Le foyer de la Grande Salle est un espace inspiré par les gravures de Piranèse intitulées "Les Carcieri". Ces espaces où, dans toutes les directions, des passerelles, des escaliers, des ponts et des fenêtres sont peuplés de groupes d'hommes en mouvement.

Les escaliers et les terrasses conduisent le public à la salle de concert. Ils sont aussi des lieux de déambulation très théâtraux, avant et après les concerts, pendant les entractes, où le public se retrouve.

Ce foyer est un prétexte pour le plaisir d'une promenade dans l'espace. C'est un jeu en soi de monter et de descendre et de circuler, simplement d'être en haut puis en bas et de trouver son coin.
C'est déjà une sorte de théâtre en trois dimensions du public avec lui même.

La grande salle de concert transformable en opera

A l'époque du disque et de la vidéo un concert est un moment rare de présence, un instant de vie unique, qui ne se répétera pas. Dès lors l'expérience de l'événement prime et la relation entre musicien et auditeur est essentielle.

Cette idée est le fondement de la conception de cette salle de concert. L'événement n'a lieu que dans un échange où les musiciens et le public s'éprouvent mutuellement alors que chacun, en même temps peut se sentir seul à écouter.

La salle est un instrument de perception, sonore, et aussi spatiale et visuelle, même si la réussite acoustique prime.

Le "Shoe Box" et le théâtre élisabéthain

A Rio de Janeiro pour assurer la qualité sonore, la fiabilité et la précision acoustique, il a été utilisé le schéma acoustique classique du "Shoe Box". Mais ce schéma est vu ici en adoptant les caractéristiques du théâtre élisabéthain. Les auditeurs habitent à la fois le parterre et les parois verticales de la salle, dans des petites tours au nombre de 10, qui reçoivent des balcons.
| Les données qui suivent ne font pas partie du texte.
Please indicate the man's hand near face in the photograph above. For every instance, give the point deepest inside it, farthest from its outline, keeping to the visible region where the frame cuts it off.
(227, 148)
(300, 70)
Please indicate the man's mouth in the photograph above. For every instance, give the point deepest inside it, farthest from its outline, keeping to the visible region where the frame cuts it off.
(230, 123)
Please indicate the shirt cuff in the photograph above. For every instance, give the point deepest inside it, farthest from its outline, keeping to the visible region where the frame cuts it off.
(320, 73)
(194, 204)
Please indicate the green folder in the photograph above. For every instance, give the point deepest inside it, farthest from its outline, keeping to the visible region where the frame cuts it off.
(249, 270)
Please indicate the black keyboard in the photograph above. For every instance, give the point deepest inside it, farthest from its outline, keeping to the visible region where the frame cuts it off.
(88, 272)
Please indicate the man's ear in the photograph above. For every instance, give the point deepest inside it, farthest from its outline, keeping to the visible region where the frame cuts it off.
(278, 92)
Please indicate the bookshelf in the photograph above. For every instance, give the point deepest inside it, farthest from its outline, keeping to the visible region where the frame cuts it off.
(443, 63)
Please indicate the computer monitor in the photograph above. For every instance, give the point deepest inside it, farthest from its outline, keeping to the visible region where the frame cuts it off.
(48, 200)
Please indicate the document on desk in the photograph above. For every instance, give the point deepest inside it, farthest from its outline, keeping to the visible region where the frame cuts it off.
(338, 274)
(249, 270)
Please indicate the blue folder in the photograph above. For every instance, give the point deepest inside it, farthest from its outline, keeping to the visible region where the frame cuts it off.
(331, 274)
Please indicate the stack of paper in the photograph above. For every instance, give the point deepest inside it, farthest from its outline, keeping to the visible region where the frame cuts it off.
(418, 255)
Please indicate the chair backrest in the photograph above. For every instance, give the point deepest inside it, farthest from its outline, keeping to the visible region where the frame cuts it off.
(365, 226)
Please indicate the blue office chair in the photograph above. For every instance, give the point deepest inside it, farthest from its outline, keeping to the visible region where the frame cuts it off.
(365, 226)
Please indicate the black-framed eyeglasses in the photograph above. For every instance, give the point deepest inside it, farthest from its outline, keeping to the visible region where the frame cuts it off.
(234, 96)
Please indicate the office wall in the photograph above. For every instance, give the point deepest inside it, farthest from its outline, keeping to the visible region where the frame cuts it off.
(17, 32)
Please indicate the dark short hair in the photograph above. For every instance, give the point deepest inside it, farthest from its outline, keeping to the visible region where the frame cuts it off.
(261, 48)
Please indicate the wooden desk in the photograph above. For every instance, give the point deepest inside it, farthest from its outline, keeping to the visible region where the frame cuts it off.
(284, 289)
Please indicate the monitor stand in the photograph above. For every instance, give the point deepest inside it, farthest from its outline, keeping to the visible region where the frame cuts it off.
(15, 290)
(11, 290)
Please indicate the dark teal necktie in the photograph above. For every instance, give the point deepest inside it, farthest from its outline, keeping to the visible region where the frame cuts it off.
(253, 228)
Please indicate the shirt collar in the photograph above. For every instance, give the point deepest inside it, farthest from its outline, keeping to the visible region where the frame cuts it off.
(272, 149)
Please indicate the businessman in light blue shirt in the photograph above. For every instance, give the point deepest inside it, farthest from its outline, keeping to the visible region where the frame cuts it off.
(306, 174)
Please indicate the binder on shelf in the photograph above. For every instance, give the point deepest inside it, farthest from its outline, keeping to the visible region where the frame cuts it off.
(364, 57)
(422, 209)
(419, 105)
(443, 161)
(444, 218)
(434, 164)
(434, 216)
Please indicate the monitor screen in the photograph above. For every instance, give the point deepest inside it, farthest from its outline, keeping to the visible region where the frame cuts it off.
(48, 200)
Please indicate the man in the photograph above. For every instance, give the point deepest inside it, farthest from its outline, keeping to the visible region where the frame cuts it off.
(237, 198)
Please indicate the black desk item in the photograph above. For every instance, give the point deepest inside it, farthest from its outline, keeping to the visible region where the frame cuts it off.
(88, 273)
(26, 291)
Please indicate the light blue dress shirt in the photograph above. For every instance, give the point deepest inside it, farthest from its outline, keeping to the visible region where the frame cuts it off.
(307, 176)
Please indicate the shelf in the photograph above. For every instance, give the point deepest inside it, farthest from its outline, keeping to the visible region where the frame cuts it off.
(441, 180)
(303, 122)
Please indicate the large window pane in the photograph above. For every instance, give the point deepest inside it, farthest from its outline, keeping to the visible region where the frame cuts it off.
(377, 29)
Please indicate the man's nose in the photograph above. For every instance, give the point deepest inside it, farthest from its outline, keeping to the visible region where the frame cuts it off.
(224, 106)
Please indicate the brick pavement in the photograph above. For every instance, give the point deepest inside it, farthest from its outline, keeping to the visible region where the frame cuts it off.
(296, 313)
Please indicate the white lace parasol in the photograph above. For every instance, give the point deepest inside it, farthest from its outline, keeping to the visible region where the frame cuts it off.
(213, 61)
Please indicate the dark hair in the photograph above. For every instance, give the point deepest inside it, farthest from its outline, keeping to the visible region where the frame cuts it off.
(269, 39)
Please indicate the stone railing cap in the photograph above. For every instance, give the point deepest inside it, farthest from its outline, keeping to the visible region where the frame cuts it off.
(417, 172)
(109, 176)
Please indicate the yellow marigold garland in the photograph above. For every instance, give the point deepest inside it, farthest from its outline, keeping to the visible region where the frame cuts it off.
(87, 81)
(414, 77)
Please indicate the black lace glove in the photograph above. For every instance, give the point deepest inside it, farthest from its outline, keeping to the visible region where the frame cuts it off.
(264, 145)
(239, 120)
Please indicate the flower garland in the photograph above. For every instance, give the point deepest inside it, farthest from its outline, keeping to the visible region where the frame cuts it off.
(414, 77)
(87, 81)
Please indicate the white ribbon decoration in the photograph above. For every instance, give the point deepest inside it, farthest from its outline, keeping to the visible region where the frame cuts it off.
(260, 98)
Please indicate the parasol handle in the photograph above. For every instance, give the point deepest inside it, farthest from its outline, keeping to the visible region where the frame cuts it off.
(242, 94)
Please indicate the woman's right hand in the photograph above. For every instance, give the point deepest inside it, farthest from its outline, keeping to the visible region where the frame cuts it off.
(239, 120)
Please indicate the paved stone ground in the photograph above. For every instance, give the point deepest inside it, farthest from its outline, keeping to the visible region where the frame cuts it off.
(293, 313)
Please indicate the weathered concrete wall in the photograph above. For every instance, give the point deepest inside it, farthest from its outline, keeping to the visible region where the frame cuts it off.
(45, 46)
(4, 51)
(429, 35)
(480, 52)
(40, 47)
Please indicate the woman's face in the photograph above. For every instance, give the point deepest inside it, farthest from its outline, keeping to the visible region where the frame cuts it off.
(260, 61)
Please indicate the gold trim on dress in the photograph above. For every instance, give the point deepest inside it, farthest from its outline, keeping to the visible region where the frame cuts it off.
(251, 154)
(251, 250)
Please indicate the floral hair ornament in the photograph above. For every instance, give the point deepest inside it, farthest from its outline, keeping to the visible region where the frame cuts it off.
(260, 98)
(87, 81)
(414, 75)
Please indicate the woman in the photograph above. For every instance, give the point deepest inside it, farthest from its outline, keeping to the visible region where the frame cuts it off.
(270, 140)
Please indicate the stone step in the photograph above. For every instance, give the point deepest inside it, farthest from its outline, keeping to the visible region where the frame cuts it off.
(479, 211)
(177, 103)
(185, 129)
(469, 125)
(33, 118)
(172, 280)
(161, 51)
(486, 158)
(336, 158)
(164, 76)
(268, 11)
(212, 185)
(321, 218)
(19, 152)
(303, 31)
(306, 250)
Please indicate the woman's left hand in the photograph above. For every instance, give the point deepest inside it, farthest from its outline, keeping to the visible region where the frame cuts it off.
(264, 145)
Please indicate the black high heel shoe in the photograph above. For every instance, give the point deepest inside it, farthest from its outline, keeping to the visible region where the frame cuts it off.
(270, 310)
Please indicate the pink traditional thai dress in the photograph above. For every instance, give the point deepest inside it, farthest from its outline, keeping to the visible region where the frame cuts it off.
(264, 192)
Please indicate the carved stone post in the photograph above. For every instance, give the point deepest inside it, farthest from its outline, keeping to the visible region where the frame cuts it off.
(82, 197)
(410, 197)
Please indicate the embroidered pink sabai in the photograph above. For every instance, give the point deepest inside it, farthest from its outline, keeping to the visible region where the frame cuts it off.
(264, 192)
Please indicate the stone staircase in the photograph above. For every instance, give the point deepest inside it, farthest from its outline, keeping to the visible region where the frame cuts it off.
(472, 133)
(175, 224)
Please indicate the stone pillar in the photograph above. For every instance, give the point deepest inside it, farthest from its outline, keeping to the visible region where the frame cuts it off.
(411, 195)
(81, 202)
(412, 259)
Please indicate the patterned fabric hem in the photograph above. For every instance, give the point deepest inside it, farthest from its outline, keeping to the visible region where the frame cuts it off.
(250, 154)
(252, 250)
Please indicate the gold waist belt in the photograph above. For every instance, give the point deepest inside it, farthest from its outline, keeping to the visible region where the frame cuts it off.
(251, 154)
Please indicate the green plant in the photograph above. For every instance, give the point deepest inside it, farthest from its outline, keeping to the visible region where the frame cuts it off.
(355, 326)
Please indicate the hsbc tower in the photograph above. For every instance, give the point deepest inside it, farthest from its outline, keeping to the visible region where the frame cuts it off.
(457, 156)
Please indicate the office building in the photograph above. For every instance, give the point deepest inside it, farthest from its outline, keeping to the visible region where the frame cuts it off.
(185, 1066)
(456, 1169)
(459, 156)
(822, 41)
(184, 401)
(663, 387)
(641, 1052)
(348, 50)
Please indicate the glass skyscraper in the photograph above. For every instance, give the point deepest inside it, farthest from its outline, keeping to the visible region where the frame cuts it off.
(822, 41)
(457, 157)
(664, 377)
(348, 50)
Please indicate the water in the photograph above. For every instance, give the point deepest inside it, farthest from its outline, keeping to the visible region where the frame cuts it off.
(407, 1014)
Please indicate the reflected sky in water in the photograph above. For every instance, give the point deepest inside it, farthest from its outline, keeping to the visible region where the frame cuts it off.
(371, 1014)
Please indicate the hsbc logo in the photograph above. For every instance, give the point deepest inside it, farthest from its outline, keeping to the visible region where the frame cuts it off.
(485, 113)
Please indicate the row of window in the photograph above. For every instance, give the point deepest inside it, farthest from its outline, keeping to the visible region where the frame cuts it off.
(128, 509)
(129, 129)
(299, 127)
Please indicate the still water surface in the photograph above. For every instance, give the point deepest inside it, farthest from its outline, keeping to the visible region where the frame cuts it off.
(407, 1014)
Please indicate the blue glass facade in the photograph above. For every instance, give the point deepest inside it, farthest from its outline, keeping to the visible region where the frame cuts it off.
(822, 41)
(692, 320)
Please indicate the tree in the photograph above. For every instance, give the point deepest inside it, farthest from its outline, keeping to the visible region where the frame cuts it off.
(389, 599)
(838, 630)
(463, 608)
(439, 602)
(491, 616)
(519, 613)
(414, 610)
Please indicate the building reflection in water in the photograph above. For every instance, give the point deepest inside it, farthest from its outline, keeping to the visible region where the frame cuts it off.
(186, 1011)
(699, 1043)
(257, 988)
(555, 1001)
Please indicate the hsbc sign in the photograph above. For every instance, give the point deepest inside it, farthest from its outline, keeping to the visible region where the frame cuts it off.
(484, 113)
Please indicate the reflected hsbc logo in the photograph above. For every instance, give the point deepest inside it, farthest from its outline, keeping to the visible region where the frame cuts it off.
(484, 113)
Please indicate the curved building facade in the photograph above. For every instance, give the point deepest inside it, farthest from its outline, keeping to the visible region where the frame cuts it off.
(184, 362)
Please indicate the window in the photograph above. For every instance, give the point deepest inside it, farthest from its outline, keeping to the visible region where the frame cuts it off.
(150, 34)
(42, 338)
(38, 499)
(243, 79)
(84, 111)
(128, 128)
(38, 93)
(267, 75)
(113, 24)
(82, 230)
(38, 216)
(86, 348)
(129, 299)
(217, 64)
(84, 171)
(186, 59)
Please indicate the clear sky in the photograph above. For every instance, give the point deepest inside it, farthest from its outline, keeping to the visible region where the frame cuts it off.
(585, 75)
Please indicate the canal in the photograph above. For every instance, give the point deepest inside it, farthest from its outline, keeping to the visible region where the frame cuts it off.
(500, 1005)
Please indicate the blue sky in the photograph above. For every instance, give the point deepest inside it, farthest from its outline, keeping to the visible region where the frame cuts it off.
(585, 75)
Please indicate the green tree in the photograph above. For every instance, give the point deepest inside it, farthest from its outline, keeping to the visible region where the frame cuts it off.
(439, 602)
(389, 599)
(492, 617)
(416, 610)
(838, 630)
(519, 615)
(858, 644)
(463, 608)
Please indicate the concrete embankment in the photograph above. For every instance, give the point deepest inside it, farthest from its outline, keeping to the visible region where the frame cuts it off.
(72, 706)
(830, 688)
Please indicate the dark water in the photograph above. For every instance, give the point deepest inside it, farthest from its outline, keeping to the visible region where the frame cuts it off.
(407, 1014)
Ces volumes qui habitent les parois ont un effet qui permet de répartir diffusion, réflexion et absorption du son qui est optimal.

Pour les auditeurs, ces tours favorisent la proximité de l'orchestre alors que les musiciens peuvent sentir tout autour d'eux l'intensité de l'écoute du public. Cette formule de salle avec tours périphériques renoue donc avec la formule de l'opéra, celle où tout le public s'éprouve en tant que communauté, avec des parois habitées d'auditeurs. Ici le parterre est comme une place entourée d'immeubles.

Parmi les 10 tours de loges, 4, d'apparence identique, celles de l'est, sont en bois et en métal, suspendues à des rails et sont mobiles. Cette disposition est capitale, car elle permet de répondre à un programme unique en son genre : la métamorphose d'une salle de concert en Opéra. Par ce déplacement, le lieu est à la fois un auditorium où le public s'installe à 360° autour de la scène et un théâtre à l'italienne avec son cadre et son fond de scène.

La première salle de Concert transformable en Opéra

L'idée d'une salle transformable vient de la recherche commencée avec la salle de concert de la Villette.

Pierre Boulez tenait beaucoup à un espace qui ne soit pas forcément dans le rapport uniquement frontal. La distribution du public dans l'espace doit pouvoir être modifiée. Les auditeurs doivent pouvoir être placés différemment selon qu'ils écoutent certaines pièces de Boulez ou Stockhausen écrites par exemple pour quatre groupes de musiciens dispersés dans la salle ou un groupe réuni sur une scène centrale.

La salle de concert à Rio accueille 1.800 personnes, dans sa configuration opéra la jauge est de 1.300 places installées au parterre et dans les tours de loges.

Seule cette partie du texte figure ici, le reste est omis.